L’OMS tire la sonnette d’alarme face à la montée mondiale de la résistance antimicrobienne

L’OMS tire la sonnette d’alarme face à la montée mondiale de la résistance antimicrobienne

La résistance aux antibiotiques progresse dangereusement dans le monde, compromettant les traitements de nombreuses infections courantes, révèle le nouveau rapport mondial sur la résistance aux antimicrobiens publié lundi par l’Organisation mondiale de la Santé (OMS).

Selon les données recueillies dans plus de 100 pays via le Système mondial de surveillance (GLASS), un sixième des infections bactériennes confirmées en laboratoire à l’échelle mondiale étaient résistantes aux antibiotiques essentiels en 2023.

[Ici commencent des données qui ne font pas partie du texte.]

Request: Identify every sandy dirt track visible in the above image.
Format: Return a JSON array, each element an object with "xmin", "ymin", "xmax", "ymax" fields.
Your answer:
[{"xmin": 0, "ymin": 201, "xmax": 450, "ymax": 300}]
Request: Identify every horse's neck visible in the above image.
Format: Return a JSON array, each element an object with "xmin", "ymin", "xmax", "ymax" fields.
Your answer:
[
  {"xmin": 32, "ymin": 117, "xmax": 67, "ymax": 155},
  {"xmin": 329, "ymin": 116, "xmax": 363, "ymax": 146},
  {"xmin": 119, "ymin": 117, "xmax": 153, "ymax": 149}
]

Entre 2018 et 2023, plus de 40 % des combinaisons pathogène-antibiotique surveillées ont connu une hausse de la résistance, à un rythme annuel de 5 à 15 %.« La résistance aux antimicrobiens va plus vite que les progrès de la médecine moderne », a alerté le directeur général de l’OMS, Dr Tedros Adhanom Ghebreyesus.

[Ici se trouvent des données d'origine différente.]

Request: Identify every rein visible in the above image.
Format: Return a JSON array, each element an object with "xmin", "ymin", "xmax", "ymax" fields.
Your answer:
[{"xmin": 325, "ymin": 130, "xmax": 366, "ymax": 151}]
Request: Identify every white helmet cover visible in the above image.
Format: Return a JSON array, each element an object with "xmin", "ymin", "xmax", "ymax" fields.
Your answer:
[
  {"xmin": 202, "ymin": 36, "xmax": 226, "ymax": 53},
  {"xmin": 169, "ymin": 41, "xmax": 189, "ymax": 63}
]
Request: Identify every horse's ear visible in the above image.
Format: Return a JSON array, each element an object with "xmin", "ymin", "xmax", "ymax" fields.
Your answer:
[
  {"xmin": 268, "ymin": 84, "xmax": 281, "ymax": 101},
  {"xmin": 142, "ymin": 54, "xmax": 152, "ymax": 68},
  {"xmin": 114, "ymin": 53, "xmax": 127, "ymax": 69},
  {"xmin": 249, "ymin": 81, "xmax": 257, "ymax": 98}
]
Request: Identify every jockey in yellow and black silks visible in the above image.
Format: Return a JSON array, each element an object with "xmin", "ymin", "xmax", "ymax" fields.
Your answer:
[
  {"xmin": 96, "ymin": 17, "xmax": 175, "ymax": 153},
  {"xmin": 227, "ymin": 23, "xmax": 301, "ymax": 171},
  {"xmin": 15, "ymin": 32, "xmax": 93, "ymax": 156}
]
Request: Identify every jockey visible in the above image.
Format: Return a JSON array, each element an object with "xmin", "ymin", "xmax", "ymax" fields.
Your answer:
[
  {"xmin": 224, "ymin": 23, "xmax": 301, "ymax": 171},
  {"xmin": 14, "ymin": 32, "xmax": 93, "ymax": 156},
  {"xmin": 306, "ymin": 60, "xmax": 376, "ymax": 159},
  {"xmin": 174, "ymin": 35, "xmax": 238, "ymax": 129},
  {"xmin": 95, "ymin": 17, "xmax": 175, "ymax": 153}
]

« Alors que les pays renforcent leurs systèmes de surveillance de la résistance aux antimicrobiens, nous devons utiliser les antibiotiques de manière responsable et veiller à ce que tout le monde ait accès aux bons médicaments, à des outils de diagnostic de qualité garantie et à des vaccins », a-t-il ajouté.

Le rapport, qui se penche sur huit bactéries pathogènes majeures comme Escherichia coli, Klebsiella pneumoniae, ou Staphylococcus aureus, met en lumière une situation préoccupante : certaines souches d’E. coli et de K. pneumoniae sont résistantes à plus de 70 % aux céphalosporines de troisième génération en Afrique – des antibiotiques de référence pour traiter les infections sanguines.

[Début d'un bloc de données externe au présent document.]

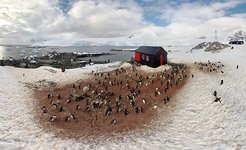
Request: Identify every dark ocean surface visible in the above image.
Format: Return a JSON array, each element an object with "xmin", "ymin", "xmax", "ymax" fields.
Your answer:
[{"xmin": 0, "ymin": 45, "xmax": 137, "ymax": 62}]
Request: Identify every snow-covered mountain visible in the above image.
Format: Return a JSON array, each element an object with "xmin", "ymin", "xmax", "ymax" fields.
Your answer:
[{"xmin": 227, "ymin": 30, "xmax": 246, "ymax": 41}]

La résistance gagne aussi des antibiotiques dits de dernier recours, tels que les carbapénèmes et les fluoroquinolones, essentiels pour traiter les infections graves. Ces médicaments deviennent inefficaces, poussant les médecins à utiliser des traitements encore plus coûteux, parfois indisponibles dans les pays à revenu faible ou intermédiaire. La résistance est particulièrement préoccupante en Asie du Sud-Est et dans la Méditerranée orientale, où une infection sur trois est résistante, contre une sur cinq en Afrique. Les régions où les systèmes de santé sont moins développés sont les plus touchées, faute d’un accès adéquat aux tests diagnostiques et aux traitements appropriés.

Le nombre de pays participant au programme GLASS a plus que quadruplé depuis 2016, passant de 25 à 104 en 2023. Toutefois, près de la moitié des pays n’ont pas fourni de données l’année dernière, et beaucoup ne disposent toujours pas des infrastructures nécessaires pour assurer une surveillance efficace.

Face à ce constat, l’OMS appelle tous les pays à fournir des données fiables d’ici 2030, à renforcer leurs systèmes de laboratoire et à adopter une approche intégrée de type « Une seule santé », liant santé humaine, animale et environnementale.

La déclaration politique adoptée en 2024 à l’ONU a fixé des objectifs clairs en ce sens. Mais pour les atteindre, les pays devront accroître leur coordination, adapter les politiques de prescription aux réalités locales de la résistance, et favoriser la recherche sur de nouveaux antibiotiques et tests rapides.

La multiplication des bactéries pharmacorésistantes pourrait ramener la médecine à une époque où des infections banales pouvaient être mortelles. L’OMS insiste sur l’urgence d’agir collectivement pour freiner cette menace silencieuse, devenue aujourd’hui un véritable problème de sécurité sanitaire mondiale.